On the otherside of the world, a Chinese based HMD manufacturer already sent out their new HMD Dev Kits with 2*3840x2160 resolution + 200 FOV some months ago...
And with a much much affordable price compared to this $2,590 in the article.
http://www.pimaxvr.com/8k/
p.s. their hardware is not as good as Occulus and Vive acoording to some review.
Just want to point out that this the product mentioned in this article seems very lagged behind the competition. I mean most next generation of the Occulus and Vive will probably have higher resolution too. I am 99% sure they don't sell their HMD for $2,590 too.
 

Having resolution that high is not particularly useful if there are no graphics cards on the market that could push any sort of realistic graphics at that resolution while maintaining high refresh rates. By the time that sort of resolution would become viable, the rest of that hardware would be woefully outdated. And look at the size of that thing. Judging by its hammerhead-like appearance, it's most likely equipped with two smartphone screens side-by-side, which has to be unwieldy, and undoubtedly has a massive cable bundle which won't likely be going anywhere anytime soon.

Also, it's worth pointing out that while the site might repeatedly advertise it as "8K VR", that's purely false advertising. Two 4K screens do not equal 8K, since 8K is the equivalent of four 4K screens. You can't just put two 4K screens side by side and call it 8K.

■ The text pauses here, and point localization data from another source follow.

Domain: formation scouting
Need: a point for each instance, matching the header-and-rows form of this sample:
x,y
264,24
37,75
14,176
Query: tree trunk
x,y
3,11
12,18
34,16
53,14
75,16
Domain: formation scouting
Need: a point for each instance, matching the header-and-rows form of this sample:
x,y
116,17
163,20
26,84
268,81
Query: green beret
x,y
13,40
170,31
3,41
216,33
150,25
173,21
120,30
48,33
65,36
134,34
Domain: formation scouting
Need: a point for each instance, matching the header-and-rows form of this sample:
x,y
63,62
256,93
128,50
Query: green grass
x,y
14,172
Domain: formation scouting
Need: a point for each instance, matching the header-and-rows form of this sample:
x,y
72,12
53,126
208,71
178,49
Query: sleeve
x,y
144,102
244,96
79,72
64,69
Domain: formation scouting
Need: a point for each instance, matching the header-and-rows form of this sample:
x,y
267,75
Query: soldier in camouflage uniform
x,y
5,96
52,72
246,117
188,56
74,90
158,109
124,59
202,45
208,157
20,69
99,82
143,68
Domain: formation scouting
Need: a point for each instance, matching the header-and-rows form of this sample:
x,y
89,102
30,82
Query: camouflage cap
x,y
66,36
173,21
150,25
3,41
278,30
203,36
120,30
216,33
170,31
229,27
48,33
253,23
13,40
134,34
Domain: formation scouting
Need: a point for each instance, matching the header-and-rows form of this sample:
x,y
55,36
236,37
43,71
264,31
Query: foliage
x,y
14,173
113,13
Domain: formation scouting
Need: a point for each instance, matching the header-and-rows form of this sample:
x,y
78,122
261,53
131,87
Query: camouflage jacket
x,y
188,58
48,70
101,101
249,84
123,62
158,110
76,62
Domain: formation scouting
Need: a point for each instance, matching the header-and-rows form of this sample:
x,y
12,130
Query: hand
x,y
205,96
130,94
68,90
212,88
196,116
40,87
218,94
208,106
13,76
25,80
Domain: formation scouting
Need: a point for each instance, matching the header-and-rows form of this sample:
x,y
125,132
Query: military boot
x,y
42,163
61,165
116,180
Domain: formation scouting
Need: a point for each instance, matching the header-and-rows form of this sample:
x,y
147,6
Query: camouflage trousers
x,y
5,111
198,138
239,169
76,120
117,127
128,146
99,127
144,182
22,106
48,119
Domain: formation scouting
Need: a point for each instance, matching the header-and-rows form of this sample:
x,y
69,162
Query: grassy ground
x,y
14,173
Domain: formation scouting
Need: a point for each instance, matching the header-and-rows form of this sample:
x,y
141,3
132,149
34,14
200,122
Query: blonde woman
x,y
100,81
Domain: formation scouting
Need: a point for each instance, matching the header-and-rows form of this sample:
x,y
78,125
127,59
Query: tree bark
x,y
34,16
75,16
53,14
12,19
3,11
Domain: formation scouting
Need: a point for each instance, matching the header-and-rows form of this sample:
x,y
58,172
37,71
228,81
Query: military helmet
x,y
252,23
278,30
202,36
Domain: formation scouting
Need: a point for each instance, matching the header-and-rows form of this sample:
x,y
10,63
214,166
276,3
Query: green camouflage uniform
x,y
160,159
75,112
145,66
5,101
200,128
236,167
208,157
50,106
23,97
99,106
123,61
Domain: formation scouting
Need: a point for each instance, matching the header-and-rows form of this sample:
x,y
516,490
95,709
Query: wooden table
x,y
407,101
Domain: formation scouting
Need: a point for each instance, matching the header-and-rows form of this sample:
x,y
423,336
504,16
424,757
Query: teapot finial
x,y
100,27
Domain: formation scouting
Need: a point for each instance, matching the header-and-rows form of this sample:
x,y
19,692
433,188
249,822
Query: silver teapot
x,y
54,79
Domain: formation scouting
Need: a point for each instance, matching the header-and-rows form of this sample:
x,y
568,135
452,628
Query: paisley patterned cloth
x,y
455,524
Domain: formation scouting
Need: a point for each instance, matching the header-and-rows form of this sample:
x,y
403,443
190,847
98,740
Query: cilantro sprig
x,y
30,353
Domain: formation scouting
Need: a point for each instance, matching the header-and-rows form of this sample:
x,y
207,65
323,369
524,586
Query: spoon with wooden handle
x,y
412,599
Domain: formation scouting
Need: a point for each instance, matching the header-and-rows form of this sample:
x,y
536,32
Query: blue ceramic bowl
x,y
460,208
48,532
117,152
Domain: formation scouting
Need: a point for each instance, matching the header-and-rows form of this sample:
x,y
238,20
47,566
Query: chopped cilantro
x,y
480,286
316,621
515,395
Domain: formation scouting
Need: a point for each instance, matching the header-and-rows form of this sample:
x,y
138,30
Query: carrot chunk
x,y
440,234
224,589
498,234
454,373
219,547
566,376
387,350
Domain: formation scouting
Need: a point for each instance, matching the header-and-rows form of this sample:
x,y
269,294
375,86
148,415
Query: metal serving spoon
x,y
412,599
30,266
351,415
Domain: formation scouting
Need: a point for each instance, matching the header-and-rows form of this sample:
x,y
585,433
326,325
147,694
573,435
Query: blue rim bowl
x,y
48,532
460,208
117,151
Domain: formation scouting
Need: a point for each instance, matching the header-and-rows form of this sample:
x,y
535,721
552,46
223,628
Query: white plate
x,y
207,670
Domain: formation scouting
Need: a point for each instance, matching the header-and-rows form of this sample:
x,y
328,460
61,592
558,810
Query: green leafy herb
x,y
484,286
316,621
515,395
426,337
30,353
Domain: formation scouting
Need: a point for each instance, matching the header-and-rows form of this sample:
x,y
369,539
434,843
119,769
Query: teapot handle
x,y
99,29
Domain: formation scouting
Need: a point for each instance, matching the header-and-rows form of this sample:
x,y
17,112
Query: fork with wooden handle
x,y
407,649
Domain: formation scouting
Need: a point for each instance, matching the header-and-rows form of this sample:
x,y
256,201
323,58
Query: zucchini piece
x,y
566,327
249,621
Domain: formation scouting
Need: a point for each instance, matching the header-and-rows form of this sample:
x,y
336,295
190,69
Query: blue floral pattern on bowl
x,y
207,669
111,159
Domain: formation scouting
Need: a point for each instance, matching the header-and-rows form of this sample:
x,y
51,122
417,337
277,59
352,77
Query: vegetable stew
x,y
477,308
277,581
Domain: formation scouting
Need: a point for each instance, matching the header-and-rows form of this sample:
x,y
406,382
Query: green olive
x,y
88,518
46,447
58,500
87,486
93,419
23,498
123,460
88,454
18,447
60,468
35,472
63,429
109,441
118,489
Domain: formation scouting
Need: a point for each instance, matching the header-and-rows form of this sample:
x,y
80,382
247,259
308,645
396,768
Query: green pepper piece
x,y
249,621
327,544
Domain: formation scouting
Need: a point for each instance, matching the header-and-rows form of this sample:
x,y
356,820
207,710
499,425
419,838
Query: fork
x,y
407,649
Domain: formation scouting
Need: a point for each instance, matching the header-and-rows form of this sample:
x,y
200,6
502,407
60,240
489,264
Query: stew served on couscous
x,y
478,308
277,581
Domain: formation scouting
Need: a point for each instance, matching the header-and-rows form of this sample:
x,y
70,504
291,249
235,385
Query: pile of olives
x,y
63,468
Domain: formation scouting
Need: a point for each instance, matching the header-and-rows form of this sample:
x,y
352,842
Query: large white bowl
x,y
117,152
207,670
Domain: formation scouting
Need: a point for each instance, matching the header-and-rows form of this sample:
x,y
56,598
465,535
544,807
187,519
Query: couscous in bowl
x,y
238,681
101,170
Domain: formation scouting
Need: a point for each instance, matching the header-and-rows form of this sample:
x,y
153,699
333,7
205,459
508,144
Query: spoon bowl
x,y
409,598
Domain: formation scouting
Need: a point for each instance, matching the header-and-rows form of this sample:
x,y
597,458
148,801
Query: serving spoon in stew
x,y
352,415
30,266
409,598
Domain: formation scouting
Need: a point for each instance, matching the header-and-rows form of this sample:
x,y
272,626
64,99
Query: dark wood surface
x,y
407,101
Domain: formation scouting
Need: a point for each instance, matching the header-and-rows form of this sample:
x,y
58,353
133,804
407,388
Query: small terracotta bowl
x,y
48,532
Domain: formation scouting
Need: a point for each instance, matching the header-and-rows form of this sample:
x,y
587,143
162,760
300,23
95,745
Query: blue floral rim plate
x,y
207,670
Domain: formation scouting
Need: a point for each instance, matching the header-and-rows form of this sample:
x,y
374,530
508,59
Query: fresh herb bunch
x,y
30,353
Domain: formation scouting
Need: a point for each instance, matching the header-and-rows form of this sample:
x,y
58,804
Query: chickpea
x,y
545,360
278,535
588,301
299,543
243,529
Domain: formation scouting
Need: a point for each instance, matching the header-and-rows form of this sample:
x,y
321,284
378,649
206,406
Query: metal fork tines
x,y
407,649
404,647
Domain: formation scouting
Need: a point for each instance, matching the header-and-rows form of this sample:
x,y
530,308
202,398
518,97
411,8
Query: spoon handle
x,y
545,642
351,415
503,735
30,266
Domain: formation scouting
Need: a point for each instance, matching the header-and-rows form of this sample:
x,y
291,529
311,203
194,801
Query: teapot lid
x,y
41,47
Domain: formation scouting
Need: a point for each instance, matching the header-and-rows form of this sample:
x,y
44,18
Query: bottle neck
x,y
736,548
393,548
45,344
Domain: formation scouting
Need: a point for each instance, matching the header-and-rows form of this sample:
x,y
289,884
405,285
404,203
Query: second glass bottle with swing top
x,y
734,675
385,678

As for the headset in this article, I'd certainly consider it to be "high resolution", since the resolution is significantly higher than what the leading VR headsets currently use. It's over 77% more pixels than the Oculus Rift and HTC Vive, which is the same difference between a 1080p and a 1440p display. As another point of comparison, 2880x1600 at 90fps is also pushing the same number of pixels per second as 4K at 50fps, so even this resolution would need high-level graphics hardware to provide a smooth experience, and going much higher than that wouldn't really be viable at this time. When those kinds of resolutions actually became viable for VR, they will undoubtedly be coupled with eye-tracking and foveated rending, allowing the graphics hardware to render only what the viewer is looking at at full resolution and detail levels, while spending less time rendering the periphery.

As for the cost, it's certainly priced higher than what any reasonable consumer should pay, but it's being sold to commercial VR installations, not home-users. In those scenarios, the added durability and quick-swap capabilities might be considered worth the added cost.